Many students are also going to be out of school. There is no doubt about that. Fees would be hiked beyond affordable levels in order for the educational system to survive in a highly suffocating economic environment; and if we are already complaining that our educational system is producing people that are only half literate, what it will produce under the new dispensation is better left to the imagination. The industrial sector will experience further plummeting. Cost of manufacturing will rise sharply and so will the cost of goods and services. In fact, many things will surely go wrong as a result of excessive price hikes. Our misfortune is that the government that invited this disaster upon us has no practical remediation programme for it.

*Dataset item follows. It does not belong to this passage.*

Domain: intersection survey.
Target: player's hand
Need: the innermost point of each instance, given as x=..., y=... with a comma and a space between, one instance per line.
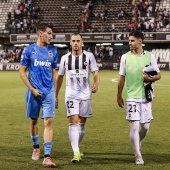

We need not have embarked on this disastrous mission. As I said in an earlier column on this same subject in October, Nigeria is just not ripe for this fuel import policy. It is not yet time to end petroleum subsidy. We need to first develop cheaper means of transportation. The rail system which is about the cheapest means of transportation everywhere in the world is virtually non-existent in Nigeria. Our roads are in very terrible state of disrepair. This makes movement of people and goods extremely difficult and expensive arising from high costs of vehicle repairs and maintenance. It is like adding salt to injury to make a system that is already carrying a burden as huge as this to add more to it. That is why most of those who took a position against the removal of fuel subsidy wanted government to rather overhaul the fuel importation system to become less corrupt and more efficient. Apparently, government took the other option because it cannot confront the mafia that controls the fuel import business in Nigeria. In other words, it opted to take Nigerians to the slaughter slab to be used as sacrificial lambs. It is such a pity.

But by far the more unpatriotic aspect of the subsidy saga is the attempt by those pushing for the policy to demonise it. They have toiled all this while to convince the Nigerian public to accept the fallacy that subsidy is a satanic concept known only to Nigeria. Of course, it is not true. Even the more developed economies like America subsidise agriculture. Sometimes, the government buys up excessive agricultural produce and store, just to protect farmers from losses that could cripple their future efforts. So, it is not a crime to offer subsidy and that is why President Jonathan should reconsider the decision that has been taken. Let us return to the regime of subsidy while we work on our refineries to do more local refining of petroleum products and reduce our dependence on imported products. Let us also improve power supply. The administration should work harder on the power projects to ensure regular power supply across the country and to reduce our dependence on generators which consume substantial quantity of imported petroleum products.

President Jonathan should not allow this crisis over fuel subsidy to drag unnecessarily. Subsidy removal is only being sponsored by the same people who have rendered the country’s oil industry prostate. It will not help the cause of the long suffering people of this country.